With Regulation (EU) 2022/2554 (the Digital Operational Resilience Act, or DORA), the European Union has set out comprehensive requirements for digital operational resilience throughout the financial sector. In particular, DORA comprises requirements for the ICT risk management framework, reporting of major ICT-related incidents, digital operational resilience testing and ICT third-party risk management at financial entities. In addition, DORA establishes an EU-wide oversight framework for critical ICT third-party service providers. DORA (‘Level 1’) is supplemented by eight Delegated Regulations, two Implementing Regulations, two Delegated Acts (all ‘Level 2’) as well as two Guidelines (‘Level 3’).

As a European Regulation it applies directly in Germany since 17 January 2025. Against this background, the Federal Financial Supervisory Authority (BaFin) repealed the Supervisory Requirements for IT in Payment and E-money Institutions, Insurance Undertakings, and Asset Managers (ZAIT, VAIT and KAIT) with expiry of 16 January 2025 in order to prevent double regulation.

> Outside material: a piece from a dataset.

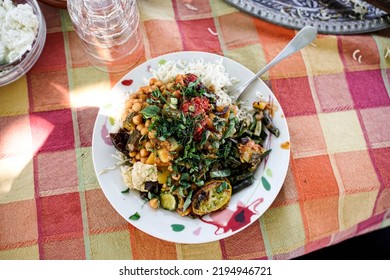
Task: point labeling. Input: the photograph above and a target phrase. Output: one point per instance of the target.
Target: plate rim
(336, 28)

The Supervisory Requirements for IT in Financial Institutions (Bankaufsichtliche Anforderungen an die IT – BAIT; BaFin Circular 10/2017 in the version of 16.December 2024) provide a flexible and practical framework for institutions’ technical and organisational resources on the basis of Section 25a(1) of the German Banking Act (Kreditwesengesetz – KWG) – in particular for IT resource management, IT risk management and IT security management. Moreover, they specify the requirements laid down in Section 25b of the German Banking Act (outsourcing of activities and processes). All institutions, which must have a risk management for information and communication technology (ICT risk management) according to Sections 5‑15 or 16 DORA in place were excluded from the scope of the BAIT. Furthermore, Chapter 11 (Managing relationships with payment service users) was repealed in the last BAIT revision. The German Act on the Digitization of the Financial Market (Finanzmarktdigitalisierungsgesetz –FinmadiG) was adopted in December 2024 and subjects further KWG-regulated non-CRR institutions to DORA (e.g. ‘Förderinstitute’ since 17 January 2025, financial service institutions by 1 January 2027). The BAIT will be repealed completely with expiry of 31 December 2026.